Es importante tener cuidado y tomar las medidas necesarias para que no ocurra. Todos son susceptibles de enfermar a causa del calor, pero lo cierto es que no por igual. Son las conclusiones de un estudio publicado recientemente en Scientific Report, en el que se analiza qué razas son más propensas a sufrir insolaciones. Existen un gran número de factores a tener en cuenta; pero, sobre todo, parece ser que influye notablemente el tamaño del hocico.

Hocico corto e insolaciones en perros

Para la realización de este estudio, sus autores estudiaron los registros clínicos de 900.000 perros atendidos en veterinarios de Reino Unido durante el año 2016.

De todos ellos, 1.222 habían acudido a los servicios sanitarios por cuestiones relacionadas con el calor.
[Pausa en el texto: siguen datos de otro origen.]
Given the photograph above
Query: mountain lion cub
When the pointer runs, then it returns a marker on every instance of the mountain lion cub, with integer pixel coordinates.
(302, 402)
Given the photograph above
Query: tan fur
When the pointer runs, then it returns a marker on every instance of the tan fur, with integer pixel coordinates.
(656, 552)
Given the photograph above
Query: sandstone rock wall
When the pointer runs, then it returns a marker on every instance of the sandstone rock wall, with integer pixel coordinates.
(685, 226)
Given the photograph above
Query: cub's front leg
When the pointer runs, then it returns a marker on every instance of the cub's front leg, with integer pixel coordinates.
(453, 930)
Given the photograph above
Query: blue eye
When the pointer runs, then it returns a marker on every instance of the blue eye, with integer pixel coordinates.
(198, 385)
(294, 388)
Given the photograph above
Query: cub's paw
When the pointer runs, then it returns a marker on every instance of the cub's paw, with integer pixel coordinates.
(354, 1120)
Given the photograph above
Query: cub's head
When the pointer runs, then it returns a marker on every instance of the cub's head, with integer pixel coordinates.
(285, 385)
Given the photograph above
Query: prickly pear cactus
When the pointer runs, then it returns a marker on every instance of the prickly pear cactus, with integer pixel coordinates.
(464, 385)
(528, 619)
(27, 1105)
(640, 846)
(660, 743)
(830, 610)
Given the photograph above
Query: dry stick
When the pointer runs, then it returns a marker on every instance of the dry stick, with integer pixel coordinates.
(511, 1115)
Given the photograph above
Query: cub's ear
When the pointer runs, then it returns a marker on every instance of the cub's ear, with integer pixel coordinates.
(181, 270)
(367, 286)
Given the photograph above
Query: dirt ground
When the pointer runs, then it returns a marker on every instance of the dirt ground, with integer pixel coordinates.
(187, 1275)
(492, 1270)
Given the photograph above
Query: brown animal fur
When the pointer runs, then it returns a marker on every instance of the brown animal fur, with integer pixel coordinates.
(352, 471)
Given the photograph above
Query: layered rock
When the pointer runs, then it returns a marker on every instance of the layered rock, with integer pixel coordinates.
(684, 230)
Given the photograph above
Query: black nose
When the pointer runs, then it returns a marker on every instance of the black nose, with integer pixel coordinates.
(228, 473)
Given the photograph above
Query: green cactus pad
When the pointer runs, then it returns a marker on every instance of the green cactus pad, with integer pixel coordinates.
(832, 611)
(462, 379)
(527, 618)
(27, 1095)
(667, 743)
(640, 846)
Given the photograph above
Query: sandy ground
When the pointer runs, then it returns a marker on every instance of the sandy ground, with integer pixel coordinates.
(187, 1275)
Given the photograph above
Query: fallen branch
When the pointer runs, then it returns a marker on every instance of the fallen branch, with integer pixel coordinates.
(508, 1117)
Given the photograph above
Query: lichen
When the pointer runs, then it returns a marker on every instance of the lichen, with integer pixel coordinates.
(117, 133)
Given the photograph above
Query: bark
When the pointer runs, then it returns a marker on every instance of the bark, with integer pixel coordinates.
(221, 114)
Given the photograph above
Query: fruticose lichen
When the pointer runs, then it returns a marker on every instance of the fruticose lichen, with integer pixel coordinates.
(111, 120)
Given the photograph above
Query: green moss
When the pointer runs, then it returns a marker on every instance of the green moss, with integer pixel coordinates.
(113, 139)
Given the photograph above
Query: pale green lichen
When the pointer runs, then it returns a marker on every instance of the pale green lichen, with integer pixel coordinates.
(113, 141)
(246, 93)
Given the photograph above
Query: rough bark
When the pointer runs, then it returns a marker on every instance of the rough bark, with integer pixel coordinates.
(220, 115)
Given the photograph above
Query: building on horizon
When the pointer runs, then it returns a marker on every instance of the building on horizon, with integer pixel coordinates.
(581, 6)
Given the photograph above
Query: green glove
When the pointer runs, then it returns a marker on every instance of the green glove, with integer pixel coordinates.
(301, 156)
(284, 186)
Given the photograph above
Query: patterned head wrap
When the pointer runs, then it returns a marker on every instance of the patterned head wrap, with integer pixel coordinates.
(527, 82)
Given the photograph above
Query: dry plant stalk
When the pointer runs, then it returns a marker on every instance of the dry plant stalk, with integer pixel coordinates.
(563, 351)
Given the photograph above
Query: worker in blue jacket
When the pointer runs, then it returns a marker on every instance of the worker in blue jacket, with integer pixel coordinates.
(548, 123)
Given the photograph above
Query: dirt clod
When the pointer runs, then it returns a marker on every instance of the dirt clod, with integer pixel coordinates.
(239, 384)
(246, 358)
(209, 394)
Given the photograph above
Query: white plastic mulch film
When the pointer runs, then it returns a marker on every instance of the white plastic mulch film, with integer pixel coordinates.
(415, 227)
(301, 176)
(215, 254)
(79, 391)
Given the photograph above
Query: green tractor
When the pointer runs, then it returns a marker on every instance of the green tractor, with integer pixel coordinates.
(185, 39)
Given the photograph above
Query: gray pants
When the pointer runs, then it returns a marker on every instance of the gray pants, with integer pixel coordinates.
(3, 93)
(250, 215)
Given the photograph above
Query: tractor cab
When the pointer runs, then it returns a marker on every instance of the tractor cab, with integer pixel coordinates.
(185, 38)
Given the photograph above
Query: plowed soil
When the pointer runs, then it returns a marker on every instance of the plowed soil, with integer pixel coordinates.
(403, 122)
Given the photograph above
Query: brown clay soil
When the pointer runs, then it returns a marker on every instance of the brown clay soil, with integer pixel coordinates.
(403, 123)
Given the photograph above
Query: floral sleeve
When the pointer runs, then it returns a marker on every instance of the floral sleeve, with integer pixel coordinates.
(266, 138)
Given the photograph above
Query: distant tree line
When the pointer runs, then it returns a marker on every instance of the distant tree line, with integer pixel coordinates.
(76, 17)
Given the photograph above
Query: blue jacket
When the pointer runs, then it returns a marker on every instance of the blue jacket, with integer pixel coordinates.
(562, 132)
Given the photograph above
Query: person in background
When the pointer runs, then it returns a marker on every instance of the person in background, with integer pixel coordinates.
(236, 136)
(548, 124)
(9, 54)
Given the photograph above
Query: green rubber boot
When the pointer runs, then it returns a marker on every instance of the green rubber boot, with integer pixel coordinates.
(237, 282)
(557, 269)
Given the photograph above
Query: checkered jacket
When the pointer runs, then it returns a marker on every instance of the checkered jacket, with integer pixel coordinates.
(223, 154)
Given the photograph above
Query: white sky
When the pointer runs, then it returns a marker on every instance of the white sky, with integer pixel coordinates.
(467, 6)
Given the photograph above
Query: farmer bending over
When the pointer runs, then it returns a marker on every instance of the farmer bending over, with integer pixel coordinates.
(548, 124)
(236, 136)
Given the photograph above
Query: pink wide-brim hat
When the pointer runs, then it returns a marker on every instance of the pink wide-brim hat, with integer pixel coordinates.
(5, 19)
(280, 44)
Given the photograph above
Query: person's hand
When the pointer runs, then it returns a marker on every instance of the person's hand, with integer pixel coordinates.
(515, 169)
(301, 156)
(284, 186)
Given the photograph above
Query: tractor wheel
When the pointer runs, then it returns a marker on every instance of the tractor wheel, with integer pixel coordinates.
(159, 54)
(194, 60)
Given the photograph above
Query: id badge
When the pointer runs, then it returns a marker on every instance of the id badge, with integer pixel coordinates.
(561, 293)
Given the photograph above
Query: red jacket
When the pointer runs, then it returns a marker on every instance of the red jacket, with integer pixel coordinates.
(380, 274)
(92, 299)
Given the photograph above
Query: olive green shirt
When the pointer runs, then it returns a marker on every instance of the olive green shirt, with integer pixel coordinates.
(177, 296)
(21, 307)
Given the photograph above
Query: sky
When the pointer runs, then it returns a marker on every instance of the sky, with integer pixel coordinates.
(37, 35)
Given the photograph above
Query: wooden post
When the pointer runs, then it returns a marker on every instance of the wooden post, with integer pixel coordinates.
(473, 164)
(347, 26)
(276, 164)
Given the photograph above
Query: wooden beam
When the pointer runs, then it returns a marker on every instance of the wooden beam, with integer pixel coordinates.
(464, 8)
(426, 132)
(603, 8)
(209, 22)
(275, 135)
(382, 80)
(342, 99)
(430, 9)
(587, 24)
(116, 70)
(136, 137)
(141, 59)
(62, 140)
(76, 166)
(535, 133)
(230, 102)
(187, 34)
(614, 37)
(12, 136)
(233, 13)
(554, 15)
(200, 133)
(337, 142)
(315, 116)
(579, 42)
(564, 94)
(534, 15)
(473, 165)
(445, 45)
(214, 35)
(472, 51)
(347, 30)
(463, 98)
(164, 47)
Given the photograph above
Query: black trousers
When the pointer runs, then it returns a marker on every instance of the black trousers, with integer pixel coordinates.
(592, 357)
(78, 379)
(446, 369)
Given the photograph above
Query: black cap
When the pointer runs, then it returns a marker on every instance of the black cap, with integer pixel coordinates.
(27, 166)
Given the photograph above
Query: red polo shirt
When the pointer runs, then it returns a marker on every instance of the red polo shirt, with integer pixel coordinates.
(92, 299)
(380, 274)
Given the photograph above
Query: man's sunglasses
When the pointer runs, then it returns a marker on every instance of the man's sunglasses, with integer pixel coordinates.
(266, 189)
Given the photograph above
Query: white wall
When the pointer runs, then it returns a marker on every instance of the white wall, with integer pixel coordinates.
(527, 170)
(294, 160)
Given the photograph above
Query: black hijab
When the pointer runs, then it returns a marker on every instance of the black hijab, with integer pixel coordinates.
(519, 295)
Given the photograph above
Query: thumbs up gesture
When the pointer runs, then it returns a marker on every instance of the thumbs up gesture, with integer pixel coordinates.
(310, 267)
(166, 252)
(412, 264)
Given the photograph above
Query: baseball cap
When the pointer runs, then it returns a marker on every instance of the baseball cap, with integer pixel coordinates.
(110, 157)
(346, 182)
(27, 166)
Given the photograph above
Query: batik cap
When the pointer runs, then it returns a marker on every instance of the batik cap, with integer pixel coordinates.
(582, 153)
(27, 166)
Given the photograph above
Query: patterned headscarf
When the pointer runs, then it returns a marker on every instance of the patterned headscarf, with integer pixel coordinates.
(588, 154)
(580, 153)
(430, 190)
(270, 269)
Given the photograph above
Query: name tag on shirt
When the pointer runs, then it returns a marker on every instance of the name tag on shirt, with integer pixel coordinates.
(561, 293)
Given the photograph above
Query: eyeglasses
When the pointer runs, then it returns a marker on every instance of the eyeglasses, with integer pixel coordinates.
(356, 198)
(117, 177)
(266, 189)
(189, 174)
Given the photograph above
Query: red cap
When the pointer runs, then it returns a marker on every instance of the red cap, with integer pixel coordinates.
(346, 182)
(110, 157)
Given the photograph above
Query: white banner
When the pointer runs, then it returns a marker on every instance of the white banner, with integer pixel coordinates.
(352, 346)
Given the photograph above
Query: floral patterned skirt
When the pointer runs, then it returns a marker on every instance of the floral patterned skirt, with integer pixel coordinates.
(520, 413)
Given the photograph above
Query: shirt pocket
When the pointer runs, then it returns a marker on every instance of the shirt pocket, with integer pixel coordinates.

Había de múltiples razas y tamaños, pero algunos factores eran mucho más frecuentes.

Por ejemplo, de las nueve razas que más abundaban en los registros, cinco coincidían en ser braquicéfalas o, lo que es lo mismo, de hocico corto. Resultaba especialmente relevante el hecho de los bulldogs, que tenían una probabilidad 14 veces mayor de recibir atención veterinaria por este motivo que los labradores. Bajo la misma comparación, la probabilidad de los bulldogs franceses era seis veces mayor, mientras que los carlinos eran el triple de propensos.

La razón, según explican en un comunicado de la Universidad de Nottingham, parece residir en la capacidad escasa de estas razas para refrigerarse. Normalmente, jadean paras disipar el calor. No hay más que ver la intensidad que lo hacen en los días especialmente cálidos. Si tienen un hocico corto este jadeo es ineficiente y, por lo tanto, no logran bajar su temperatura hasta niveles seguros.

Otras razones

El hocico corto es una de las razones principales de que se den insolaciones en perros, pero hay más.
Una de ellas es el peso. Según el estudio, los canes que se encuentran por encima de su peso promedio son 1’5 veces más propensos de enfermar a causa del calor que los que están por debajo. Además, los perros de razas pequeñas resultaron acudir menos al veterinario a causa de un golpe de calor.

Esto se debe a que, al tener menos superficie en contacto con las fuentes de calor, logran enfriarse más deprisa.
En el otro extremo se encuentra el chow chow, que no solo tiene un peso elevado, sino que, además, alberga en su piel una gruesa capa doble que ayuda a mantenerlo caliente en climas fríos, pero puede ser mortal a temperaturas elevadas. De hecho, estos perros son 17 veces más propensos a sufrir una insolación que los labradores.

Cabe destacar que, de todos los casos que se analizaron para el estudio, el 14’8% terminó con la muerte del animal. Por eso, es importante prestar atención a todos, pero sobre todo a los que cuentan con estos factores de riesgo. Dejarlos en el coche, con las ventanillas cerradas y 40ºC en el exterior es una mala idea, incluso si se trata de un chihuahua. Si no se lo haríamos a otro amigo, tampoco deberíamos hacérselo a ellos.